Prozess in München:42-Jähriger verletzt Polizisten - und ist auch vor Gericht renitent

Als die Beamten seine Personalien verlangten, flippte der Angeklagte aus und schlug mit Fäusten um sich. Nun zeigt er sich uneinsichtig.

Von Susi Wimmer

Es ist exakt 13.21 Uhr, als der richterliche Geduldsfaden endgültig reißt. "Alle raus! Wir räumen den Saal. Fünf Minuten Pause", ruft der Vorsitzende Richter Bernhard Geismar. Seit 9 Uhr morgens hatte die 12. große Strafkammer am Landgericht München I geduldig die Zwischenrufe des Angeklagten Toni K. ertragen, ihn ermahnt, seine Widerborstigkeit hingenommen. Bei der ersichtlichen Renitenz des kleinen, drahtigen Mannes kann man sich schon ansatzweise vorstellen, dass vier Polizisten im Juli vergangenen Jahres mitten in der Fußgängerzone Probleme hatten, den Mann zu bändigen. Dabei verletzte er sogar drei Beamte, eine Polizistin biss er in den Unterarm. Die Polizisten hatten laut Anklageschrift nur seine Personalien aufnehmen wollen, weil er zuvor als Radfahrer eine Fußgängerin angerempelt hatte.

Jian Hossain ist seit 25 Jahren Dolmetscherin für arabische Sprachen - und etwas empört. Als sie für Toni K. bei der Feststellung seiner Personalien durch das Gericht übersetzt, schnauzt der 42-Jährige sie an "hör auf!" Später ruft er dazwischen, dass er die Übersetzung nicht mehr hören könne, dass er sie nicht verstehe. Dabei stammt Hossain aus Bagdad, wie der Angeklagte. "Kein Wort, kein einziges" wolle er sagen, antwortet er auf die Frage des Richters, ob er sich zur Sache äußern wolle.

Aber dann siegt sein Mitteilungsbedürfnis. Er erzählt zunächst von seinem Leben in Bagdad, "siebte Klasse hab ich, dann hab ich als Friseur gearbeitet". Mit Ausbildung, fragt das Gericht. "Nein, ohne", sagt er. 1998 ging er in den Libanon, ein Jahr später nach Griechenland, wo er "Lieferung" gemacht habe. Als Richter Geismar mehrmals nachfragt, was er denn geliefert habe und womit, blafft Toni K. zurück: "Lieferung! Verstehen Sie nicht? Sind Sie nicht Deutscher?" 2001 kam K. nach Deutschland, arbeitete als Küchenhilfe und nach seinem letzten Gefängnisaufenthalt lebte er "vom Jobcenter".

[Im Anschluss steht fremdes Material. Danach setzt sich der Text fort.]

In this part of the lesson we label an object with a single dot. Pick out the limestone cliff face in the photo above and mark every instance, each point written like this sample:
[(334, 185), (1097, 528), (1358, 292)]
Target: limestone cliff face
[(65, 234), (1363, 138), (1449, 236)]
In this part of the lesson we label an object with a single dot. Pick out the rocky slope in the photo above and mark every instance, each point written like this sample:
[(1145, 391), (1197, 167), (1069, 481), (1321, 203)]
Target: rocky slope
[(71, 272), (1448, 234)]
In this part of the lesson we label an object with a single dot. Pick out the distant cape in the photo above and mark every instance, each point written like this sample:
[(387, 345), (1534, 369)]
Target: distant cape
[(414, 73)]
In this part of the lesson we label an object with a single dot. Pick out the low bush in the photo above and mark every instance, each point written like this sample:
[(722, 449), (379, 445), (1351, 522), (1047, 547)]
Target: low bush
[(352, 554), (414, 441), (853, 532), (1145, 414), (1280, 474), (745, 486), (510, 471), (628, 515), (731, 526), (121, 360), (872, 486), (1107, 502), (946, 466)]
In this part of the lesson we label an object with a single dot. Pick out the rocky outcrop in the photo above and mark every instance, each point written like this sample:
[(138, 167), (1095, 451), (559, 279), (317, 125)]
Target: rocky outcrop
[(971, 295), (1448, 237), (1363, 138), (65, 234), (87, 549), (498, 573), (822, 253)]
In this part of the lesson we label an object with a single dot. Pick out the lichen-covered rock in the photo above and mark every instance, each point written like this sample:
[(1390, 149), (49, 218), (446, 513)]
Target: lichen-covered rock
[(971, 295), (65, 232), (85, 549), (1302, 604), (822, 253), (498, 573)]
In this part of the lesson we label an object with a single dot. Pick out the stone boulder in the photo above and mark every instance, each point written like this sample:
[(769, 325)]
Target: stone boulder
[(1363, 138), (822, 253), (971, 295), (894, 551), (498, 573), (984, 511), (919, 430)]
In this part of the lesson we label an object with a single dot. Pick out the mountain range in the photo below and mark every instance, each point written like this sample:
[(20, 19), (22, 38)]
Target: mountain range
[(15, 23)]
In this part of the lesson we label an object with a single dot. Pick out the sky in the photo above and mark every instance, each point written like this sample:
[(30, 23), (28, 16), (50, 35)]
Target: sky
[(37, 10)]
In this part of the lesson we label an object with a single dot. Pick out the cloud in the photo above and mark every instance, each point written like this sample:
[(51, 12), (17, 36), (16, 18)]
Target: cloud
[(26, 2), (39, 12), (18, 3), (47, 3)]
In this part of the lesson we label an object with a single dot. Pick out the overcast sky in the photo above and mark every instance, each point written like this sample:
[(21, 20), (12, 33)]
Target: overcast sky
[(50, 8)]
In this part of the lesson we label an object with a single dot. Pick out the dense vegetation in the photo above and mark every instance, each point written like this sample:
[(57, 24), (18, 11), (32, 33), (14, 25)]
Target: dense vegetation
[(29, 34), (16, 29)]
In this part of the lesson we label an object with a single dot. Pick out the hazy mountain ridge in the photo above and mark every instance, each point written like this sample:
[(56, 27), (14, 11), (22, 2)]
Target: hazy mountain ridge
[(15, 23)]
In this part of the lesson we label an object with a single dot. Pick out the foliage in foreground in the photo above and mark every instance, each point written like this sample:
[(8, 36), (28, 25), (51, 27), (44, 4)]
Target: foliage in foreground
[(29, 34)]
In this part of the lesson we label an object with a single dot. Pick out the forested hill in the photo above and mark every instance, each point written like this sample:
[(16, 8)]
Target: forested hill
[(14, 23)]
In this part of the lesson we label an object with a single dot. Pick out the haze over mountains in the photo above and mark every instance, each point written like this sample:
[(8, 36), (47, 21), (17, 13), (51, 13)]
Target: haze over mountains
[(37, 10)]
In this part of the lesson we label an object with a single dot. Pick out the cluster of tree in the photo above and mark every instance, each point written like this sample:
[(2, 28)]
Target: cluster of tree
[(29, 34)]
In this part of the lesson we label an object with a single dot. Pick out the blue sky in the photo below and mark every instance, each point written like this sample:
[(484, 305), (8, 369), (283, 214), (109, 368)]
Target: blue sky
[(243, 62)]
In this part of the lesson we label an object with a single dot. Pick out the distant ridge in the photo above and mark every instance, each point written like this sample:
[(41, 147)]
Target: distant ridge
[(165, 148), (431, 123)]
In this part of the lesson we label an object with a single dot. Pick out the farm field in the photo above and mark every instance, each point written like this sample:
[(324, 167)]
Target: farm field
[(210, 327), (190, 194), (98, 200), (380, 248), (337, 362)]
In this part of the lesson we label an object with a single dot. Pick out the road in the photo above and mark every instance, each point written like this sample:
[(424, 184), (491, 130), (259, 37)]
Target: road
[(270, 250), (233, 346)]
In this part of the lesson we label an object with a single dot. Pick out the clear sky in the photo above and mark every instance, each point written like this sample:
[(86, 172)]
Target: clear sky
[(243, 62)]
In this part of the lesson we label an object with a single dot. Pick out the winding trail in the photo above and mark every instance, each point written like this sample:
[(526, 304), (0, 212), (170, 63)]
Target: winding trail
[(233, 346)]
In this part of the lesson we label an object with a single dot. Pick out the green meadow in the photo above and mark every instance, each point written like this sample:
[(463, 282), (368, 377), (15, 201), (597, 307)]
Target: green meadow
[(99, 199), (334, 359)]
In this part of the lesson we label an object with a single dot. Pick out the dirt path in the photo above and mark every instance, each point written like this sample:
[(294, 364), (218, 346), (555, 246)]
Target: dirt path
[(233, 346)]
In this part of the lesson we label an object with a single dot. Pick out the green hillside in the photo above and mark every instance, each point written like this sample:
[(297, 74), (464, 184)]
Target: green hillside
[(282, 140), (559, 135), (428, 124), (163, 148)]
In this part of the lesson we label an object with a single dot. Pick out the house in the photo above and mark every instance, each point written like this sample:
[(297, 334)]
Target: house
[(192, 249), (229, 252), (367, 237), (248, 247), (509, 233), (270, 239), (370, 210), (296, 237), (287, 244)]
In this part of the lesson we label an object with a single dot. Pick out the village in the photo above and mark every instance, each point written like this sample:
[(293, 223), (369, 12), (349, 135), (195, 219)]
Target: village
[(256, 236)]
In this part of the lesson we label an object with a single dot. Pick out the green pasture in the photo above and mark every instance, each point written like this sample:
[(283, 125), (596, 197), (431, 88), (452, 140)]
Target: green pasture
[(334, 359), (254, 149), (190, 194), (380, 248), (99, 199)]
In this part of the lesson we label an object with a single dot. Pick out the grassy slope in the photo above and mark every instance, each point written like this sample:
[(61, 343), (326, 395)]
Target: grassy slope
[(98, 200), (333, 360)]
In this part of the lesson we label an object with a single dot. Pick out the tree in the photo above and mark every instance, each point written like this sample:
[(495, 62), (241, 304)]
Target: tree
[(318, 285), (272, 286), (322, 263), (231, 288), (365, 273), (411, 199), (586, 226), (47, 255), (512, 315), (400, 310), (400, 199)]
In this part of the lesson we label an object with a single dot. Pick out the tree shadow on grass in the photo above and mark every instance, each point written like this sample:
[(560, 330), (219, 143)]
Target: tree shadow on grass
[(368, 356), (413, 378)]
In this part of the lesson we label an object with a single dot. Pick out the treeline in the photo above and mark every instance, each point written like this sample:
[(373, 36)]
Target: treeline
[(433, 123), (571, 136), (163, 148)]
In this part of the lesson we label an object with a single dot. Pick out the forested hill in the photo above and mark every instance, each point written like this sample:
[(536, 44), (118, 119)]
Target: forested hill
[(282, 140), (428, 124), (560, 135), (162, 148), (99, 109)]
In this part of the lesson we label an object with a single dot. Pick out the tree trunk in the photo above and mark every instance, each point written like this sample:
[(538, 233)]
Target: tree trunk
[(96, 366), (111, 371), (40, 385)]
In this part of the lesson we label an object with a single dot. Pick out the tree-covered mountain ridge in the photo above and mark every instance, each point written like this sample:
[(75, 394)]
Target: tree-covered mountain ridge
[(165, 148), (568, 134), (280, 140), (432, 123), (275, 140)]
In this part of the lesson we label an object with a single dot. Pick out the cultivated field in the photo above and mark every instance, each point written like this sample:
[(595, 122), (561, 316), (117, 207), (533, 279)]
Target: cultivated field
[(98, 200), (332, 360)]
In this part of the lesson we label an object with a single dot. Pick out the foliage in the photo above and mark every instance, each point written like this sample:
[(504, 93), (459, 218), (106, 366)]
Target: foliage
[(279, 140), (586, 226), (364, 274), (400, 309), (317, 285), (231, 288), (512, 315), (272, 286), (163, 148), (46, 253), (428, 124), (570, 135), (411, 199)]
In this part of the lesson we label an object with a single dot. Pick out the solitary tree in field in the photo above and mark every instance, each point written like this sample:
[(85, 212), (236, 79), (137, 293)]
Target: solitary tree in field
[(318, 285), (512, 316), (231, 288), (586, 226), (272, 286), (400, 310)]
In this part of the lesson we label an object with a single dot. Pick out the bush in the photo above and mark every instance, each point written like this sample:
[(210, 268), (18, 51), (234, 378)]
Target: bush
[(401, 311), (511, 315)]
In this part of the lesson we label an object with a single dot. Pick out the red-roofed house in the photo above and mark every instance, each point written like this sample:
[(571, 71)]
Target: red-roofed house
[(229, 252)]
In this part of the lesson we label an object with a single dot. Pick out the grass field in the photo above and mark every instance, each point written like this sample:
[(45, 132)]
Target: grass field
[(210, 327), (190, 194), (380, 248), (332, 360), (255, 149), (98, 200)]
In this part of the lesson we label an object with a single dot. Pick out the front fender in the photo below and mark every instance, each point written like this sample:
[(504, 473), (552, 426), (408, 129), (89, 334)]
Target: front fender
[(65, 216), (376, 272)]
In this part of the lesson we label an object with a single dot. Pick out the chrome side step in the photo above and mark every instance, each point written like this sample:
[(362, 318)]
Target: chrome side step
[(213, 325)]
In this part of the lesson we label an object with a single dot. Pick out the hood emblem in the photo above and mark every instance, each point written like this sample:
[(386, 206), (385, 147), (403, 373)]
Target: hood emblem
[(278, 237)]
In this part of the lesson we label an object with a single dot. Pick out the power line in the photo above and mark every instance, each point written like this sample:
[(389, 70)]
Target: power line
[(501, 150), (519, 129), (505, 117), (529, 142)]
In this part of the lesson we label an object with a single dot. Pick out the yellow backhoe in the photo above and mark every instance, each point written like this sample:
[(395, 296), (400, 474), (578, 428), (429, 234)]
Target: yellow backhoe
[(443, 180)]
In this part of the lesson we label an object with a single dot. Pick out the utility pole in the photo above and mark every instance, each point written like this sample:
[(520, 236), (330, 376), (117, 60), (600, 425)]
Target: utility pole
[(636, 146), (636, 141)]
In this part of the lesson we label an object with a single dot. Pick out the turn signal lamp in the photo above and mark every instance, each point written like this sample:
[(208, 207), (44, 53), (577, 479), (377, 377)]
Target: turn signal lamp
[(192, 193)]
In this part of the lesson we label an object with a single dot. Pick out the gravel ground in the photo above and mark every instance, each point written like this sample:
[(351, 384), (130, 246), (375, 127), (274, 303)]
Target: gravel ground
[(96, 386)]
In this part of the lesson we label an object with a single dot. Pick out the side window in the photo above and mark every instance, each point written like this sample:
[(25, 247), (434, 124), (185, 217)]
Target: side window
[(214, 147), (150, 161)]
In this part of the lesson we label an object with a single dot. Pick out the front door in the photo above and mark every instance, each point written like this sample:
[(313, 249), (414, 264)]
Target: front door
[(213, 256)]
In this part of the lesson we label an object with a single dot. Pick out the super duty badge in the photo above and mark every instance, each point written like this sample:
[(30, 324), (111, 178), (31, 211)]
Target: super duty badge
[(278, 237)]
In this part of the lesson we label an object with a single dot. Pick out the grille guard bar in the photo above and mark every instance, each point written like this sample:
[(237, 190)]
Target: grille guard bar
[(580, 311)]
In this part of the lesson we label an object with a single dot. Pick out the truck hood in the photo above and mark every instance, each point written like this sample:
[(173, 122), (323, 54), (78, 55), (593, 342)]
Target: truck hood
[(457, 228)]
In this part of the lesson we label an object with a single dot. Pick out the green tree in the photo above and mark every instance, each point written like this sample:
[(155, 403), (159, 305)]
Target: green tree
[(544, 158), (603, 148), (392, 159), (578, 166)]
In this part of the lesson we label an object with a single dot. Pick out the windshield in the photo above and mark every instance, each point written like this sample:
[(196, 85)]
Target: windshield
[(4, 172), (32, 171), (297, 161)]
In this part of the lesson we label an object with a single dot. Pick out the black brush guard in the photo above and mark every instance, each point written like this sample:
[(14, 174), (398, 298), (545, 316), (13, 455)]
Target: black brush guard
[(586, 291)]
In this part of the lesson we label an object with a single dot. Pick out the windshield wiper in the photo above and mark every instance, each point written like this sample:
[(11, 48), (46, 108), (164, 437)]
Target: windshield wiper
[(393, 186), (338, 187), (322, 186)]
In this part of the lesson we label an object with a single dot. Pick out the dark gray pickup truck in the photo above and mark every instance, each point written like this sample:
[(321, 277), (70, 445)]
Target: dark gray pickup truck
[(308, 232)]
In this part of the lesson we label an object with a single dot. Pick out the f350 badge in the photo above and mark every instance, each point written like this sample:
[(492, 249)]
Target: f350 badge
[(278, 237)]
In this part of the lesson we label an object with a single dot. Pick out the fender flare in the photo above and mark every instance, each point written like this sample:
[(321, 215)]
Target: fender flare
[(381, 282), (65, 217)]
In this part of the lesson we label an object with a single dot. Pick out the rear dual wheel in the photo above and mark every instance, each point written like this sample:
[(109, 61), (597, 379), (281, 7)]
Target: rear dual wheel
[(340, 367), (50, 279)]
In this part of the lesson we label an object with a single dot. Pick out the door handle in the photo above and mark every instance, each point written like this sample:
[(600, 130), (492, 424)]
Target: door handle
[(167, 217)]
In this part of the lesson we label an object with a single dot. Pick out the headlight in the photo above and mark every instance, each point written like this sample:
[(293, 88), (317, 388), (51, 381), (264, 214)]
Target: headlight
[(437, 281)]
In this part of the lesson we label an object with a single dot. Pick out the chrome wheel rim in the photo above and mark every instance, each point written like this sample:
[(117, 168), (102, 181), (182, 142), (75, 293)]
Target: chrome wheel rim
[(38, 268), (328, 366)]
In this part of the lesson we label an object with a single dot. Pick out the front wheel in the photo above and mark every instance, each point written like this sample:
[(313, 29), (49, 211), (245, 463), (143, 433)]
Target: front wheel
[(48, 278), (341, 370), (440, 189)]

Am Morgen des 8. Juli 2020 sei er gleich nach dem Stachus-Tor in der Neuhauser Straße flott durch die Fußgängerzone geradelt, "um 7 Uhr sind da keine Leute". Eine Frau sei ihm entgegengekommen, er habe nicht mehr reagieren können und sie vom Rad aus weggeschoben, "damit Unfall nicht passiert". Die 29-jährige Gestalterin, die auf dem Weg zur Arbeit war, sah das anders. "Es sah so aus, als wollte er ausweichen", sagt sie vor Gericht. "Aber dann ist er absichtlich auf mich zugeschwenkt und hat seine Schulter gegen meine geprellt." Anschließend habe er sie wüst beschimpft und sie habe sich hinter einen Streifenwagen der Polizei geflüchtet, der zufällig durch die Fußgängerzone rollte.

Toni K. folgte ihr, schrie, "was sagst du denen?". Und als die Polizei seine Personalien verlangte und mit Gewahrsam drohte, flippte er aus und schlug mit Fäusten um sich. Er traf einen Beamten an der Schläfe, im Gerangel biss er eine Polizistin, eine weitere Kollegin erlitt eine minimale Fraktur am Halswirbel. "War ich das nicht, Herr Richter", schreit der Angeklagte, "ich bin seit elf Monaten im Knast wegen gar nix". Im Knast sitzt Toni K. nicht, sondern in einer psychiatrischen Klinik. Bis 2015 sei er immer wieder in Behandlung gewesen wegen Schizophrenie, räumt er ein. Er habe Stimmen gehört, "aber jetzt nicht mehr". Und: "Jetzt bin ich nicht krank!"

Es wird eine Frage der Verhältnismäßigkeit sein, meint Ks. Verteidigerin Claudia Enghofer, ob ihr Mandant wegen dieses Vorfalls dauerhaft in einer Klinik untergebracht werde. Das Gericht urteilt kommenden Freitag.